Stripped of his coat and with white shirt-sleeves rolled up to the elbow, the vice president got downright shucksy. The man who was famous for having his surrogates leak his international derring-do to the national press, his friendships with foreign heads of state and so forth, told this crowd: “You know, the local newspaper wants me to talk about foreign policy. I don’t usually do that, but I will.”
He then talked, in a brief and obligatory manner, about his ability to handle foreign crises and quickly resumed the catch phrases of his domestic concerns– “fighting for you,” “an equal day’s pay for an equal day’s work,” “pledge to treat teachers like the professionals they are.”

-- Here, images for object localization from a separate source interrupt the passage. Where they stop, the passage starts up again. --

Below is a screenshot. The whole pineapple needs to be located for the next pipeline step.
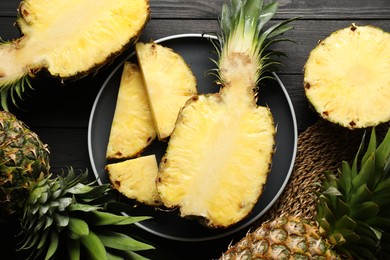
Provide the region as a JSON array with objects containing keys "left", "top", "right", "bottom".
[
  {"left": 156, "top": 0, "right": 295, "bottom": 228},
  {"left": 0, "top": 111, "right": 154, "bottom": 259},
  {"left": 0, "top": 111, "right": 50, "bottom": 221},
  {"left": 221, "top": 127, "right": 390, "bottom": 259}
]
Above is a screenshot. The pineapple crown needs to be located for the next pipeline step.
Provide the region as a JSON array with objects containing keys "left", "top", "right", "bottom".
[
  {"left": 0, "top": 75, "right": 33, "bottom": 112},
  {"left": 17, "top": 168, "right": 154, "bottom": 260},
  {"left": 212, "top": 0, "right": 296, "bottom": 87},
  {"left": 317, "top": 127, "right": 390, "bottom": 259}
]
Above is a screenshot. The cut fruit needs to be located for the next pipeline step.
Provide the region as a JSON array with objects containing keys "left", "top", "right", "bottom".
[
  {"left": 106, "top": 62, "right": 156, "bottom": 160},
  {"left": 0, "top": 0, "right": 150, "bottom": 110},
  {"left": 136, "top": 42, "right": 197, "bottom": 140},
  {"left": 106, "top": 155, "right": 161, "bottom": 206},
  {"left": 304, "top": 24, "right": 390, "bottom": 129},
  {"left": 156, "top": 0, "right": 294, "bottom": 228}
]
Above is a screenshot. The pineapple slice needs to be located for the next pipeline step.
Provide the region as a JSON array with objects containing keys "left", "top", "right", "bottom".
[
  {"left": 106, "top": 155, "right": 161, "bottom": 206},
  {"left": 136, "top": 42, "right": 197, "bottom": 140},
  {"left": 106, "top": 62, "right": 156, "bottom": 160},
  {"left": 0, "top": 0, "right": 150, "bottom": 110},
  {"left": 304, "top": 24, "right": 390, "bottom": 129},
  {"left": 156, "top": 0, "right": 293, "bottom": 228}
]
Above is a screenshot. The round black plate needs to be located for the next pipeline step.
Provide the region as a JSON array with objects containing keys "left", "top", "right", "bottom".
[{"left": 88, "top": 34, "right": 297, "bottom": 242}]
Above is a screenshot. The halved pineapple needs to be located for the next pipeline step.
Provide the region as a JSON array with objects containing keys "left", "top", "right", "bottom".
[
  {"left": 136, "top": 42, "right": 197, "bottom": 140},
  {"left": 304, "top": 24, "right": 390, "bottom": 129},
  {"left": 106, "top": 155, "right": 161, "bottom": 206},
  {"left": 106, "top": 62, "right": 156, "bottom": 160},
  {"left": 0, "top": 0, "right": 150, "bottom": 110},
  {"left": 156, "top": 0, "right": 293, "bottom": 228}
]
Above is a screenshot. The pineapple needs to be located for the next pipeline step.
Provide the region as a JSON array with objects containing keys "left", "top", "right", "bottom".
[
  {"left": 0, "top": 110, "right": 50, "bottom": 221},
  {"left": 221, "top": 127, "right": 390, "bottom": 259},
  {"left": 0, "top": 0, "right": 150, "bottom": 110},
  {"left": 156, "top": 0, "right": 295, "bottom": 228},
  {"left": 136, "top": 42, "right": 198, "bottom": 140},
  {"left": 0, "top": 111, "right": 154, "bottom": 259},
  {"left": 106, "top": 155, "right": 161, "bottom": 206},
  {"left": 106, "top": 62, "right": 156, "bottom": 160},
  {"left": 18, "top": 169, "right": 154, "bottom": 260},
  {"left": 304, "top": 24, "right": 390, "bottom": 129}
]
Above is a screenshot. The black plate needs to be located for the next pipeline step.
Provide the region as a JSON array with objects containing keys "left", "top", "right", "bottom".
[{"left": 88, "top": 34, "right": 297, "bottom": 242}]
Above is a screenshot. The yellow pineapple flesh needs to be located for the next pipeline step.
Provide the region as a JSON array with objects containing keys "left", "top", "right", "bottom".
[
  {"left": 304, "top": 24, "right": 390, "bottom": 129},
  {"left": 106, "top": 62, "right": 156, "bottom": 160},
  {"left": 155, "top": 0, "right": 293, "bottom": 228},
  {"left": 0, "top": 0, "right": 150, "bottom": 109},
  {"left": 157, "top": 93, "right": 274, "bottom": 228},
  {"left": 136, "top": 42, "right": 197, "bottom": 140},
  {"left": 106, "top": 155, "right": 161, "bottom": 206}
]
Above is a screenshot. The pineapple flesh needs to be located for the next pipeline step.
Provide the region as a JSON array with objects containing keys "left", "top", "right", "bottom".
[
  {"left": 106, "top": 155, "right": 161, "bottom": 206},
  {"left": 0, "top": 0, "right": 150, "bottom": 110},
  {"left": 156, "top": 0, "right": 294, "bottom": 228},
  {"left": 136, "top": 42, "right": 198, "bottom": 140},
  {"left": 106, "top": 62, "right": 156, "bottom": 160},
  {"left": 304, "top": 24, "right": 390, "bottom": 129}
]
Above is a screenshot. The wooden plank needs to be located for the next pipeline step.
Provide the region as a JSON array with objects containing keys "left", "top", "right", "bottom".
[
  {"left": 28, "top": 127, "right": 92, "bottom": 173},
  {"left": 1, "top": 0, "right": 389, "bottom": 19}
]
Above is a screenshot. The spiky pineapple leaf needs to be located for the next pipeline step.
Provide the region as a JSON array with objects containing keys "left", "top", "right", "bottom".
[
  {"left": 90, "top": 210, "right": 151, "bottom": 226},
  {"left": 98, "top": 229, "right": 155, "bottom": 251},
  {"left": 80, "top": 230, "right": 107, "bottom": 260}
]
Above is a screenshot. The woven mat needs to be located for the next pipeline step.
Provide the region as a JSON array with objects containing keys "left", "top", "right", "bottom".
[{"left": 256, "top": 119, "right": 389, "bottom": 225}]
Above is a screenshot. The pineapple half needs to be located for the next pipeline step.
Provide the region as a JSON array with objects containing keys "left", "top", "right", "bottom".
[
  {"left": 106, "top": 155, "right": 161, "bottom": 206},
  {"left": 304, "top": 24, "right": 390, "bottom": 129},
  {"left": 106, "top": 62, "right": 156, "bottom": 160},
  {"left": 221, "top": 127, "right": 390, "bottom": 259},
  {"left": 156, "top": 0, "right": 295, "bottom": 228},
  {"left": 0, "top": 0, "right": 150, "bottom": 110},
  {"left": 136, "top": 42, "right": 198, "bottom": 140}
]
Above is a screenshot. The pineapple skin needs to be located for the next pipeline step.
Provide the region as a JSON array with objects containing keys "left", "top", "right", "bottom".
[
  {"left": 304, "top": 24, "right": 390, "bottom": 129},
  {"left": 220, "top": 216, "right": 339, "bottom": 260},
  {"left": 106, "top": 155, "right": 162, "bottom": 206},
  {"left": 106, "top": 62, "right": 156, "bottom": 160},
  {"left": 0, "top": 111, "right": 50, "bottom": 221},
  {"left": 136, "top": 42, "right": 198, "bottom": 140}
]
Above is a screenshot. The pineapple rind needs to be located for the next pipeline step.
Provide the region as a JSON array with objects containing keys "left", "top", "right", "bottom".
[
  {"left": 0, "top": 111, "right": 50, "bottom": 220},
  {"left": 304, "top": 24, "right": 390, "bottom": 129},
  {"left": 220, "top": 216, "right": 339, "bottom": 259},
  {"left": 157, "top": 95, "right": 275, "bottom": 228},
  {"left": 106, "top": 62, "right": 156, "bottom": 160},
  {"left": 106, "top": 155, "right": 161, "bottom": 206},
  {"left": 136, "top": 42, "right": 198, "bottom": 140}
]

Gore eventually wound to his peroration: “I want you to fight for me so I can fight for you. I want you to feel my passion.” (To which an unfriendly demonstrator– one of several anti-abortion protesters who had infiltrated the rally with their signs– muttered audible, “I want you to feel my passion!”
At the end, though, just before some impressive fireworks and strings of confetti shot from guns, there was impressive enough applause from the crowd, and Gore departed the platform and set to shaking hands and pressing the flesh while the portable soundtrack played the usual staples, including, once again, James Brown’s “I Feel Good.”
Then the veep was off to Kansas City for a rally while running mate Joe Lieberman headed west to Memphis for a private big-ticket reception.